Não é de hoje que a crise financeira vem crescendo no país e, já no ano passado, prefeituras da região começaram a reagir, tomando uma série de medidas para conter seus efeitos nos municípios. Além da queda dos repasses financeiros estaduais e federais, os prefeitos precisam lidar com os desequilíbrios causados pelo aumento das taxas de inflação e desemprego, que aumentam a demanda nos serviços públicos, e com a retração do mercado, que já não conta mais com os inúmeros incentivos dados anteriormente pelo governo para manter girando a economia. Em relação à região de Ribeirão Preto, ainda há outro agravante, a crise do setor sucroalcooleiro: 90% das cidades dependem do segmento.

Em Pontal, que tem um orçamento de R$ 76 milhões para este ano, R$ 3 milhões a menos do que no ano passado, e uma inadimplência em torno de 65% nas contas de água e IPTU, o prefeito André Luis Carneiro, desde 2014, passou a tomar medidas para conter os efeitos da crise, demitindo 14 de seus funcionários comissionados, inclusive o diretor do Departamento de Cultura. Com a iniciativa, André pretende fazer uma economia de R$ 455 mil no ano. Porém, as ações não pararam por ai: também reduziu as horas-extras e demitiu o secretário do Meio Ambiente, acumulando no gabinete essa função.

Conforme o prefeito, a crise brasileira afeta as prefeituras com grande queda nos repasses financeiros estaduais e federais e ainda agrava os serviços públicos com aumentos de custos na área da saúde, da educação e social, pois muitas famílias e empresas abandonam os planos de saúde e migram para a rede pública municipal. “O segmento mais atingido na região foi o setor sucroenergético. Junto com a crise, chegou a mecanização, com demissões em massa e a diminuição de mão de obra braçal, e a falta de estímulos para investimentos pelo baixo preço e defasagem do etanol e do açúcar, que também resultou na redução do preço pago ao produtor de cana”, ressalta André.
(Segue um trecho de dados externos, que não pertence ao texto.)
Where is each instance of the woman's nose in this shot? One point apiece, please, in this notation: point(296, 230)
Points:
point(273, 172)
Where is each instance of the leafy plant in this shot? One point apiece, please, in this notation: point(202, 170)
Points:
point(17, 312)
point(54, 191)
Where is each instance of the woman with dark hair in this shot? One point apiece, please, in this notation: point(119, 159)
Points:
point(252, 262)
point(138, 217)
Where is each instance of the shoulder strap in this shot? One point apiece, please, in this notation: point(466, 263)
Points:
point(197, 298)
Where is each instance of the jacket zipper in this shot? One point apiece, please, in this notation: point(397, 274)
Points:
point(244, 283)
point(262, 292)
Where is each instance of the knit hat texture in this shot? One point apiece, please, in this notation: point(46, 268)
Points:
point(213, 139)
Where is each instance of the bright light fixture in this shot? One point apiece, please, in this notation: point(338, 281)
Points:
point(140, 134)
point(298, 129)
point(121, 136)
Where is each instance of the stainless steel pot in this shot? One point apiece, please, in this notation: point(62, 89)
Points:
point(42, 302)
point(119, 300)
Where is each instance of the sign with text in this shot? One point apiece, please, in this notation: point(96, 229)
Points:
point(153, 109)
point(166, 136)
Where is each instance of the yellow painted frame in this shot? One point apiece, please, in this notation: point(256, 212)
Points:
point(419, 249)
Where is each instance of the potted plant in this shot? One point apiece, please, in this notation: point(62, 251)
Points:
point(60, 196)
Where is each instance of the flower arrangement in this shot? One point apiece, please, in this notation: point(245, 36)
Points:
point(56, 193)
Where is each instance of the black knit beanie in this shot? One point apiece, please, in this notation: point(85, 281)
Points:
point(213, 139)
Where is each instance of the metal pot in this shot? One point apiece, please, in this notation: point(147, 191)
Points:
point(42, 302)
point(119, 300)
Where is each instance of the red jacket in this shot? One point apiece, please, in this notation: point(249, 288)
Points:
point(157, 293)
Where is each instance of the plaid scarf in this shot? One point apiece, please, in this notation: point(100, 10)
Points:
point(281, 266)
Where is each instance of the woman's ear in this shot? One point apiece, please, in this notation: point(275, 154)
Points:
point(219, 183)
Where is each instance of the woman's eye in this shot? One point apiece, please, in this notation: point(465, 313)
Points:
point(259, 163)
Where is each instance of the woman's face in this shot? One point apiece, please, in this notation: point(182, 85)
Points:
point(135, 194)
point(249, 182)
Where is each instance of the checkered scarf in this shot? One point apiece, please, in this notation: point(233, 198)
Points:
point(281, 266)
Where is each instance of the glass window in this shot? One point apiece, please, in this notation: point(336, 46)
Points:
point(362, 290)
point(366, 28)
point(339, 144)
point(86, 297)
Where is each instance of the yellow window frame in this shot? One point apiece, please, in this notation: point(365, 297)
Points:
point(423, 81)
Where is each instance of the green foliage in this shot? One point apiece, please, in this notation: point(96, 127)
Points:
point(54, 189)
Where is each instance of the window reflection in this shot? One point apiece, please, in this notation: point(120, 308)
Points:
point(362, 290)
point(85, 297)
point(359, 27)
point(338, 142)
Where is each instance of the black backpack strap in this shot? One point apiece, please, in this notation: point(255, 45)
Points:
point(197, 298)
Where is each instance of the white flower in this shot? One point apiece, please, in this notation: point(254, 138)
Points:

O principal desafio do prefeito de Pontal, agora, é manter os serviços essenciais para a população, combatendo a inadimplência e buscando gerenciar, criteriosamente, o dinheiro arrecadado, mas André reconhece que se as receitas continuarem caindo, há a possibilidade de reduzir alguns serviços prestados. “Hoje, a inadimplência chega a 70%. Os munícipes nunca pagavam seus impostos, pois não resultava em nada. Como medida alternativa, implantaremos no cavalete de água das residências, cujos proprietários não pagam os impostos, um redutor de vazão, para fazer com que parcelem os valores devidos e paguem em dia”, conta o prefeito que, no início de 2013, implantou o REFIS, um refinanciamento das dívidas em até 36 vezes, com redução de juros e multas, que já está mostrando resultados em relação à inadimplência.
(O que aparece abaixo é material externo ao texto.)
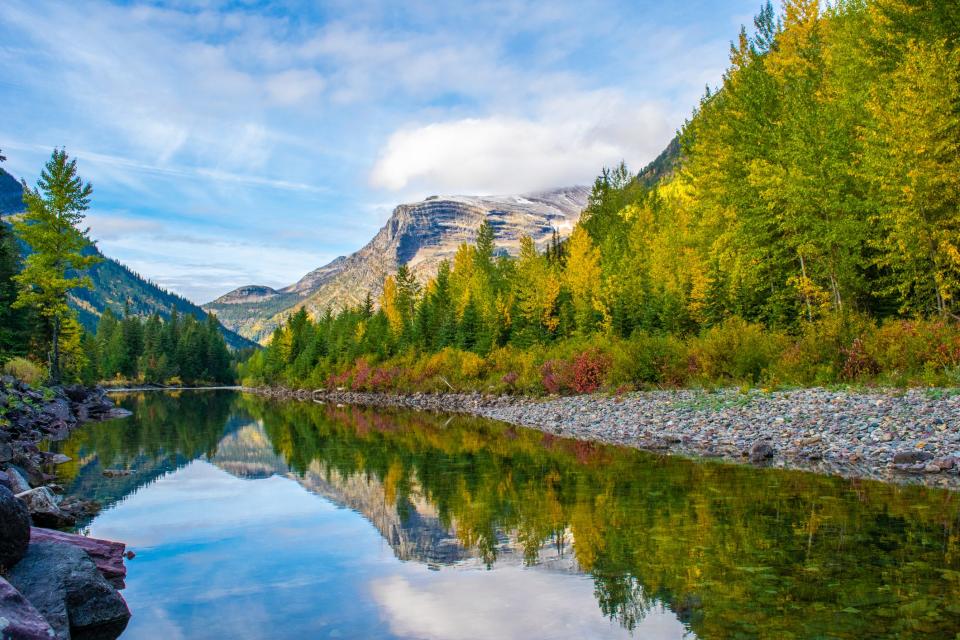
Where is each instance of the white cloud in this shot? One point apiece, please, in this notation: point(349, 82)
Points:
point(294, 86)
point(566, 144)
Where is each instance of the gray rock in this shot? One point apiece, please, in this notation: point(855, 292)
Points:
point(18, 618)
point(911, 457)
point(761, 451)
point(44, 508)
point(14, 529)
point(106, 554)
point(64, 585)
point(18, 482)
point(58, 409)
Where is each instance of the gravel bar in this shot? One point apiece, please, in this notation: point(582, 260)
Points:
point(894, 435)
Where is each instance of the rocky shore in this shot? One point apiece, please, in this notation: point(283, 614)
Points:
point(906, 436)
point(52, 584)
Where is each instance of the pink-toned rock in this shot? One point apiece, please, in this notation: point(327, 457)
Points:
point(106, 554)
point(18, 618)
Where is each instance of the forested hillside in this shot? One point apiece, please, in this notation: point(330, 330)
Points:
point(807, 233)
point(115, 286)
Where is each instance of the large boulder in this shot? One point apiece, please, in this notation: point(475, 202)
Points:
point(14, 529)
point(64, 585)
point(106, 554)
point(761, 451)
point(44, 508)
point(19, 620)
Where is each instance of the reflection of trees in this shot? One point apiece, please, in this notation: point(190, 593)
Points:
point(732, 550)
point(166, 431)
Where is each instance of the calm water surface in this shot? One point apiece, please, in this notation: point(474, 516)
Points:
point(253, 518)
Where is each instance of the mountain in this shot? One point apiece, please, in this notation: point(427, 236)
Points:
point(11, 194)
point(115, 286)
point(419, 235)
point(663, 166)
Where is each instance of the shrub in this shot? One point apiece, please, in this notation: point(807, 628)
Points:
point(25, 370)
point(589, 371)
point(555, 376)
point(736, 350)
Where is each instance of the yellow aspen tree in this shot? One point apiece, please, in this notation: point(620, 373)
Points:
point(582, 278)
point(388, 302)
point(912, 158)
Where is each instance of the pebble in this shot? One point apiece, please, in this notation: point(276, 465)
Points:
point(872, 434)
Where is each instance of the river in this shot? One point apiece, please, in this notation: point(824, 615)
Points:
point(253, 518)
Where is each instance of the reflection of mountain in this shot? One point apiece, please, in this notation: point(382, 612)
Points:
point(151, 443)
point(410, 525)
point(732, 550)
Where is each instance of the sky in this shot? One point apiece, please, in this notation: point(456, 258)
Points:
point(248, 142)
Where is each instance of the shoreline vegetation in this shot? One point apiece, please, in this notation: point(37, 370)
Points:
point(803, 233)
point(891, 435)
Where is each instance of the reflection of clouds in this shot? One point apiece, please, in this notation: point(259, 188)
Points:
point(178, 507)
point(508, 602)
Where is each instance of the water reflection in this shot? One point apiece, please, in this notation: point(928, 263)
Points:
point(237, 512)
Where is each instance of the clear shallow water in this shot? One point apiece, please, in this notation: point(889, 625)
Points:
point(260, 519)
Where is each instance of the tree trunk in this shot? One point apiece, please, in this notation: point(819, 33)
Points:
point(806, 294)
point(55, 356)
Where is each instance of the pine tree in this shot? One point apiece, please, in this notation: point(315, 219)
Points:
point(14, 321)
point(912, 160)
point(49, 227)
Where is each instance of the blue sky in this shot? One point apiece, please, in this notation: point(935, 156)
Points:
point(248, 142)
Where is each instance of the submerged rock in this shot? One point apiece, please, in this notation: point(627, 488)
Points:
point(44, 508)
point(14, 529)
point(19, 620)
point(65, 586)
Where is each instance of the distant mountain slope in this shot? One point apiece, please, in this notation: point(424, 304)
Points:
point(11, 194)
point(663, 166)
point(419, 235)
point(114, 285)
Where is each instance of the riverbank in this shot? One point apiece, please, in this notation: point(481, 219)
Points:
point(29, 416)
point(52, 584)
point(893, 435)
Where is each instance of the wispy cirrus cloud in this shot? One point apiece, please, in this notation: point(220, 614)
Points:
point(240, 121)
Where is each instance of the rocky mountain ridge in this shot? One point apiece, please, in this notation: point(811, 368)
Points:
point(420, 235)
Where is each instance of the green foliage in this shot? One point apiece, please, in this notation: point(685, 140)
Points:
point(25, 370)
point(810, 199)
point(14, 321)
point(49, 228)
point(151, 350)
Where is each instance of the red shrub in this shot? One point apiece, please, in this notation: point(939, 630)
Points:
point(590, 371)
point(857, 362)
point(555, 376)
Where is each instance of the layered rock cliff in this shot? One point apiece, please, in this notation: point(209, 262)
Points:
point(420, 235)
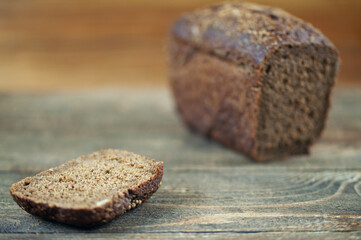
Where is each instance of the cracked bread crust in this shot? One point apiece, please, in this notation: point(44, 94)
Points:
point(219, 61)
point(95, 214)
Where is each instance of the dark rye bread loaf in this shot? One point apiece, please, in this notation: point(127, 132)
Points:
point(90, 190)
point(252, 77)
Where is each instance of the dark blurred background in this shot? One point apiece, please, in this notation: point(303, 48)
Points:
point(68, 45)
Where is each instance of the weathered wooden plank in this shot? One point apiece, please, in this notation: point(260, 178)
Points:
point(230, 236)
point(41, 131)
point(223, 200)
point(206, 188)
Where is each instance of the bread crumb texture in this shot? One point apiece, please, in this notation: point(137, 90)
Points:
point(108, 180)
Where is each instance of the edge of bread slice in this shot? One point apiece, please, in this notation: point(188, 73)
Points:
point(90, 190)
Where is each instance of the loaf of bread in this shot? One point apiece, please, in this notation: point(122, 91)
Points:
point(255, 78)
point(90, 190)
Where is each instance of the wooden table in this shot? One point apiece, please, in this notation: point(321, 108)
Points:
point(208, 190)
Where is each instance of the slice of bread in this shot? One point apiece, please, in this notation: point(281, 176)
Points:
point(90, 190)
Além da redução dos gastos em geral, a Prefeitura de Pontal mudou o formato das duas grandes festas da cidade: não realizou o baile de Carnaval que oferecia à população quatro noites de folia, deixando a festa restrita à animação dos blocos da cidade; e reduziu a realização da Feira Comercial e Industrial de Pontal (FECIP), que até 2013 se prolongava por quatro dias e contava com a presença de cantores famosos, para um dia em 2014, com a participação de músicos da cidade.

Em Serrana, conforme o prefeito João Antonio Barboza, conhecido como Tonhão Candoca, “o dinheiro sumiu do mercado”, e várias empresas reduziram custos, ocasionando um aumento no índice de desemprego. “A Prefeitura assumiu alguns encargos que eram dos governos estadual e federal, assim como as dívidas de governos anteriores. Além disso, várias empresas da cidade fecharam as portas, a inadimplência das contas de água é alta e o repasse do Fundo de Participação dos Municípios foi reduzido. Enfim, muitos fatores estão prejudicando o município”, avalia. Esse cenário causou a queda na arrecadação municipal, fazendo com que a Prefeitura conviva com consideráveis perdas.
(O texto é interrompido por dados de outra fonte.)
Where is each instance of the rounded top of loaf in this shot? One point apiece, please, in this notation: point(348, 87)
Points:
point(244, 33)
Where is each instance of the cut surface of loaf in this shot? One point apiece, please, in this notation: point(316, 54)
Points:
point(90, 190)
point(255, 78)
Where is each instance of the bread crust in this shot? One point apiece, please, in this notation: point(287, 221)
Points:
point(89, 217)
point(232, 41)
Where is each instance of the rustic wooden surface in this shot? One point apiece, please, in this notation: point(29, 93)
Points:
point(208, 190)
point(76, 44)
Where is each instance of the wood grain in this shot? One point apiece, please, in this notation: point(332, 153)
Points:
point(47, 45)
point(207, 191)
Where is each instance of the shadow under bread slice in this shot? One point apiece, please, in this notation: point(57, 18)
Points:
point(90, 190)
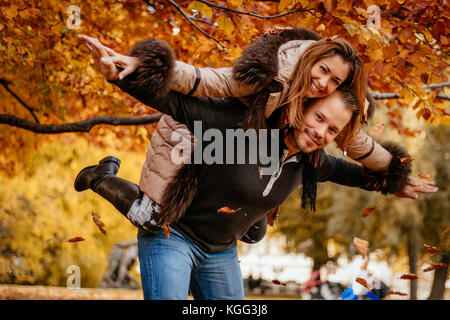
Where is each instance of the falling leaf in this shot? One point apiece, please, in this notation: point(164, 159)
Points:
point(435, 266)
point(166, 230)
point(376, 129)
point(432, 249)
point(408, 276)
point(76, 239)
point(445, 231)
point(397, 293)
point(405, 160)
point(98, 222)
point(368, 211)
point(280, 283)
point(362, 282)
point(227, 210)
point(361, 245)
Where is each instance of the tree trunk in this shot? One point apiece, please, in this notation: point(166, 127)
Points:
point(412, 254)
point(440, 277)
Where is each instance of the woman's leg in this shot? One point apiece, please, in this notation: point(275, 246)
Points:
point(166, 265)
point(218, 277)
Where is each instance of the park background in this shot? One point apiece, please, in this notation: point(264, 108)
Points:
point(58, 115)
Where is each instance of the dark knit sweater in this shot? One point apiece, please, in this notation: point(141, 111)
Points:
point(237, 186)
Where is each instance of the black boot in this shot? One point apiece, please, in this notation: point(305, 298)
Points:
point(102, 179)
point(92, 174)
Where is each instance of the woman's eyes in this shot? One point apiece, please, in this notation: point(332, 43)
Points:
point(326, 71)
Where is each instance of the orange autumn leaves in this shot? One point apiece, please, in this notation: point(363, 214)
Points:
point(98, 223)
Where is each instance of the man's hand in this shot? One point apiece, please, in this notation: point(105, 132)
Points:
point(414, 186)
point(106, 59)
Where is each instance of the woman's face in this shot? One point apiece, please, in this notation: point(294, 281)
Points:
point(326, 75)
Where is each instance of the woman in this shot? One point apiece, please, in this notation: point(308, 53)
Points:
point(200, 251)
point(202, 243)
point(155, 75)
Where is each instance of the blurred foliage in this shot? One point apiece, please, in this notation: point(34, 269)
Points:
point(39, 214)
point(339, 213)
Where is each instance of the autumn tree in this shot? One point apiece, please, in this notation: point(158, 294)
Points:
point(50, 91)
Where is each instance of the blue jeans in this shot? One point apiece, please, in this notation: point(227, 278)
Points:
point(170, 267)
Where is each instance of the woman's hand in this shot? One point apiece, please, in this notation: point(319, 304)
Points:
point(416, 185)
point(106, 59)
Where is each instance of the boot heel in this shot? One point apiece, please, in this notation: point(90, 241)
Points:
point(81, 183)
point(110, 159)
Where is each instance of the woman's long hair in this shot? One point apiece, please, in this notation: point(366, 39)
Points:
point(355, 82)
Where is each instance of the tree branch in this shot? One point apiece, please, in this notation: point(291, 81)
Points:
point(80, 126)
point(252, 14)
point(179, 9)
point(5, 83)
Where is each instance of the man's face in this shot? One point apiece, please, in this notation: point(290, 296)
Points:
point(324, 119)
Porém, os problemas vão além: diante da crise nacional, muitos fornecedores temem contratos com a administração municipal e, sem participantes nas licitações, os serviços públicos são prejudicados, conforme Tonhão. Até o momento, os segmentos mais atingidos foram os ligados à geração de emprego, tanto na área comercial quanto na industrial, com vários empresários encerrando ou reduzindo suas atividades. “Quando uma usina fecha as portas, como é o caso da usina Nova União, que há dois anos não produz, a cidade perde muito, pois além da arrecadação de impostos, a movimentação do dinheiro no comércio fica prejudicada. Não é possível precisar o tamanho do déficit, mas ele é bem significativo”, afirma o prefeito de Serrana.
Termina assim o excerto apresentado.